Trying to work with Tian-Liang's solution, I realized that its not working for zips with a directory structure. So I adopted it this way:

  import java.io.{FileOutputStream, InputStream}
  import java.nio.file.Path
  import java.util.zip.ZipInputStream

  def unzip(zipFile: InputStream, destination: Path): Unit = {
    val zis = new ZipInputStream(zipFile)

    Stream.continually(zis.getNextEntry).takeWhile(_ != null).foreach { file =>
      if (!file.isDirectory) {
        val outPath = destination.resolve(file.getName)
        val outPathParent = outPath.getParent
        if (!outPathParent.toFile.exists()) {
          outPathParent.toFile.mkdirs()
        }

        val outFile = outPath.toFile
        val out = new FileOutputStream(outFile)
        val buffer = new Array[Byte](4096)
        Stream.continually(zis.read(buffer)).takeWhile(_ != -1).foreach(out.write(buffer, 0, _))
      }
    }
  }


回答4:

import java.io.FileInputStream
import java.io.InputStream
import java.util.zip.ZipEntry
import java.util.zip.ZipInputStream
import scala.language.reflectiveCalls
import scala.util.Try

import org.apache.commons.io.IOUtils

def using[T <: { def close() }, U](resource: T)(block: T => U): U = {
  try {
    block(resource)
  } finally {
    if (resource != null) {
        resource.close()
    }
  }
}

def processZipFile(zipFile: ZipFile)(doStuff: ZipEntry => Unit) {
  using(new ZipInputStream(new FileInputStream(zipFile))) { zipInputStream =>
    val entries = Stream.continually(Try(zipInputStream.getNextEntry()).getOrElse(null))
        .takeWhile(_ != null) // while not EOF and not corrupted
        .foreach(doStuff)
        .force
  }
}


回答5:

Late to the game here, but I would take advantage of scala.collection.JavaConverters to get a for-loop over the zip file entries, and java.nio.Files to get simple copying and directory creation:

import java.nio.file.{Files, Path}
import java.util.zip.ZipFile
import scala.collection.JavaConverters._

def unzip(zipPath: Path, outputPath: Path): Unit = {
  val zipFile = new ZipFile(zipPath.toFile)
  for (entry <- zipFile.entries.asScala) {
    val path = outputPath.resolve(entry.getName)
    if (entry.isDirectory) {
      Files.createDirectories(path)
    } else {
      Files.createDirectories(path.getParent)
      Files.copy(zipFile.getInputStream(entry), path)
    }
  }
}


回答6:

I would merge the automatic calling of ZipFile.close() into Steve's answer.

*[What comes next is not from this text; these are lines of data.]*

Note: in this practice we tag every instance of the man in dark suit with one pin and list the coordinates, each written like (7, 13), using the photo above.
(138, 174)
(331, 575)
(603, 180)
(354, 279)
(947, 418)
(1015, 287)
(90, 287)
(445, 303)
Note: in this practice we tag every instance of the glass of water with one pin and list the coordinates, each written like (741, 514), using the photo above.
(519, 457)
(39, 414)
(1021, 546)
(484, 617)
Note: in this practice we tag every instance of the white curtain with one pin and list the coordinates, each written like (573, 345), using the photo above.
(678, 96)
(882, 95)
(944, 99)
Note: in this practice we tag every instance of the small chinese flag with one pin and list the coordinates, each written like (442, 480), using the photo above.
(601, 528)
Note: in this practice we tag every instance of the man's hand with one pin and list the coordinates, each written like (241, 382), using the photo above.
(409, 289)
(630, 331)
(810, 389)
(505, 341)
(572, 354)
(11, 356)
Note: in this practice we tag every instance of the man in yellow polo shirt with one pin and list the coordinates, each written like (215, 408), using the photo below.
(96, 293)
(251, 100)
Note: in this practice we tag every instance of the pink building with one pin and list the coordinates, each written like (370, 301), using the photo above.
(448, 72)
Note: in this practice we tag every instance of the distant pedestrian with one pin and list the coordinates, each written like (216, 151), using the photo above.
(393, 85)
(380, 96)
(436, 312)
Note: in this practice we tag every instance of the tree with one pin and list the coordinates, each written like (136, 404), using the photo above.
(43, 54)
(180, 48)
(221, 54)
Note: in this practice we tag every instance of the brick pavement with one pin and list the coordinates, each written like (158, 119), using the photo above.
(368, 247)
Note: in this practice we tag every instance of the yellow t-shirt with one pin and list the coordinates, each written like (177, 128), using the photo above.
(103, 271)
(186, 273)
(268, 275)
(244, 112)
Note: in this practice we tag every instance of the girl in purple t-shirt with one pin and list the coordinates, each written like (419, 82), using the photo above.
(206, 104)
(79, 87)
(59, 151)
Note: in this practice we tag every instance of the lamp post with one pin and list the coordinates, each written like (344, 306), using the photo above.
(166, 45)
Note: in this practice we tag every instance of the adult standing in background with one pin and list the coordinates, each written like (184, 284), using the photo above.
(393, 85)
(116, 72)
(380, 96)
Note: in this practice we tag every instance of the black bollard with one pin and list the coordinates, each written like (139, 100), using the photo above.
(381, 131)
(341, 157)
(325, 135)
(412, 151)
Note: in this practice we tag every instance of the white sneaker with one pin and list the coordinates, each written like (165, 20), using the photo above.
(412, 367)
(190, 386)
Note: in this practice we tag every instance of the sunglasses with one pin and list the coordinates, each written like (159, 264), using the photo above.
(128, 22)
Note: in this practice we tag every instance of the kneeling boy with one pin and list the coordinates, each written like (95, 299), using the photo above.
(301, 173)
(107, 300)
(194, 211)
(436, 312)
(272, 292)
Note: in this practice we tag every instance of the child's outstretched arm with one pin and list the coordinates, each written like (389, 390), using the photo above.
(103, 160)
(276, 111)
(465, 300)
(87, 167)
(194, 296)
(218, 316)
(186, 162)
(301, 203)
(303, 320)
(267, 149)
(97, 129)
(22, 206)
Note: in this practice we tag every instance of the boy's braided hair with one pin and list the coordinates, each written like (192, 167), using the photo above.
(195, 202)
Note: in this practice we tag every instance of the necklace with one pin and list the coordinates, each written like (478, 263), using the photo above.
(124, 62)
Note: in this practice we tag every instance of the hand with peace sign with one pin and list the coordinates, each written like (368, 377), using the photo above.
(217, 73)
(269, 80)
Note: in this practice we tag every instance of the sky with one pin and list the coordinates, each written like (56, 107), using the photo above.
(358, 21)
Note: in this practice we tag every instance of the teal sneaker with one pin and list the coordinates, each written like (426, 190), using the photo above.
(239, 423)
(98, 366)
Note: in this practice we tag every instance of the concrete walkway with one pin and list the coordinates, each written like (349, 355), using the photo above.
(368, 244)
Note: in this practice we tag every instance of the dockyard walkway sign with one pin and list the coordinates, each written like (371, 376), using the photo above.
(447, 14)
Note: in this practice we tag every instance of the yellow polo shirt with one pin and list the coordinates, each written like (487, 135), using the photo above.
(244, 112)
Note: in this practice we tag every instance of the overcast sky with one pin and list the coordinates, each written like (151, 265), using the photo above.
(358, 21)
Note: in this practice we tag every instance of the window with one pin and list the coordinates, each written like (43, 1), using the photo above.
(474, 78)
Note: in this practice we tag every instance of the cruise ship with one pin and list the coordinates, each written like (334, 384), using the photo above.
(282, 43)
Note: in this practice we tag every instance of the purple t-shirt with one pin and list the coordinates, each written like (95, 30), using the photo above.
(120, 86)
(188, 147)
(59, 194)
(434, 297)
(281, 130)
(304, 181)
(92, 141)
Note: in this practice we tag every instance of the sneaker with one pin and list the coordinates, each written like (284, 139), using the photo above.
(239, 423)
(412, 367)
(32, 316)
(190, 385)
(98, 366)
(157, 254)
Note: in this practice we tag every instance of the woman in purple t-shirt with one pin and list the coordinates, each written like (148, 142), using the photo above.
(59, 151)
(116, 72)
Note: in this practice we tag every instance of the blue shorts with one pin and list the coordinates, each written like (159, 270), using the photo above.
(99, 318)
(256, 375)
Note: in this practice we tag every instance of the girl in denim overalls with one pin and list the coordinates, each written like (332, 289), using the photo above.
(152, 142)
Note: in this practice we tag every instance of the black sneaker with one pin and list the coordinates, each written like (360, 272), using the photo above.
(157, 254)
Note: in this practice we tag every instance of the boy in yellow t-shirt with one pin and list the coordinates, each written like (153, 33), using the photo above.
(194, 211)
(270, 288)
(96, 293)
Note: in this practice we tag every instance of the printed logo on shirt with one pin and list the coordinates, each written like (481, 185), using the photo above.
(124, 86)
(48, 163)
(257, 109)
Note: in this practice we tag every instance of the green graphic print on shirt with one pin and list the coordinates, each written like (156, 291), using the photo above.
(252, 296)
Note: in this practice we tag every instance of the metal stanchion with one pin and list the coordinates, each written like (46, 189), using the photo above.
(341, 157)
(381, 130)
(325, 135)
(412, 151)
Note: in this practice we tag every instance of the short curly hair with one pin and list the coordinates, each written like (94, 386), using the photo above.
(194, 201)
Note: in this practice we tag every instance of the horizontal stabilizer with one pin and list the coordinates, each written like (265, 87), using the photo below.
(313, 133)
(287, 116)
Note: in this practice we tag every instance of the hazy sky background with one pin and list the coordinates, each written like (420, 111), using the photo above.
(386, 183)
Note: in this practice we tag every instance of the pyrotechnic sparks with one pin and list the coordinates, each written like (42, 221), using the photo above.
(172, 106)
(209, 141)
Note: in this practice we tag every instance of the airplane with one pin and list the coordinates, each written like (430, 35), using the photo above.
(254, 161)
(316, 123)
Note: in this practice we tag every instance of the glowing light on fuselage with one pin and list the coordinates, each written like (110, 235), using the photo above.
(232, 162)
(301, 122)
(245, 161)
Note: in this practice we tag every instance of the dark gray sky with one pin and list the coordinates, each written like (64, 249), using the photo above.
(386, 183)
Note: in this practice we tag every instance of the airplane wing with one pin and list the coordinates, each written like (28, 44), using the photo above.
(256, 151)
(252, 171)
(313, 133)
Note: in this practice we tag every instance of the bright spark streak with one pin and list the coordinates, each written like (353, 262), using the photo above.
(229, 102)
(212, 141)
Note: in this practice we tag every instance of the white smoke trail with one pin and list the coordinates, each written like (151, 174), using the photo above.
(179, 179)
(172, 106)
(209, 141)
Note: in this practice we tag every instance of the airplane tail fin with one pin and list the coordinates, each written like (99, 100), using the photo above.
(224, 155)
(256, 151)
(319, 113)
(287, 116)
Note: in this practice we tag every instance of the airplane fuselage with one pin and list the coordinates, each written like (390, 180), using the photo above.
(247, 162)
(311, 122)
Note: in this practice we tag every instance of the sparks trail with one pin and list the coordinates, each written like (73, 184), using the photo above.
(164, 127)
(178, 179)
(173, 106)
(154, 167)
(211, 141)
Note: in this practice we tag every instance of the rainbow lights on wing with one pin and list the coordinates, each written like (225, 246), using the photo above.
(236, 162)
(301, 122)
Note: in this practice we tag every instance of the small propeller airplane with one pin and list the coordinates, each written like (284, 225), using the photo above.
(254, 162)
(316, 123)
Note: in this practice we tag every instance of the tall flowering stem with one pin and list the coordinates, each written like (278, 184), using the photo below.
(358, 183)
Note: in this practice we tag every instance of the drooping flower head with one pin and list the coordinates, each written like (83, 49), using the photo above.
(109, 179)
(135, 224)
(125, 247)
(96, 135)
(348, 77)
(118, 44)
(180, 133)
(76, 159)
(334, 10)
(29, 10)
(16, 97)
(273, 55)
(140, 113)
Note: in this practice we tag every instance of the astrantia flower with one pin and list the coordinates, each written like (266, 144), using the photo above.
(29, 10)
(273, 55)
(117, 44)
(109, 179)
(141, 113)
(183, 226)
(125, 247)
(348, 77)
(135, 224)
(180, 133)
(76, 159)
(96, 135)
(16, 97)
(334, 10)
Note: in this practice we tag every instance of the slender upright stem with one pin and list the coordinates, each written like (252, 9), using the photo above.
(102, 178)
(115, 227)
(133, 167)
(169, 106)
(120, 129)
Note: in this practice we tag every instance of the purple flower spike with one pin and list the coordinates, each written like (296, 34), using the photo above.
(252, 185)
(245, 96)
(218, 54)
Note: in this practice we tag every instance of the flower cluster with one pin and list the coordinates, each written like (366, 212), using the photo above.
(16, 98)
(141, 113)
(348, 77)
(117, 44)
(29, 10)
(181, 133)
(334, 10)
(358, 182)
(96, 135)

It is made by the using method which is present in Noel Yap's answer.

import java.nio.file.{Files, Path}
import java.util.zip.ZipFile
import scala.collection.JavaConverters._

def using[T <: {def close()}, U](resource: T)(block: T => U): U = {
  try {
    block(resource)
  } finally {
    if (resource != null) {
      resource.close()
    }
  }
}

def unzip(zipPath: Path, outputPath: Path): Unit = {
  using(new ZipFile(zipPath.toFile)) { zipFile =>
    for (entry <- zipFile.entries.asScala) {
      val path = outputPath.resolve(entry.getName)
      if (entry.isDirectory) {
        Files.createDirectories(path)
      } else {
        Files.createDirectories(path.getParent)
        Files.copy(zipFile.getInputStream(entry), path)
      }
    }
  }
}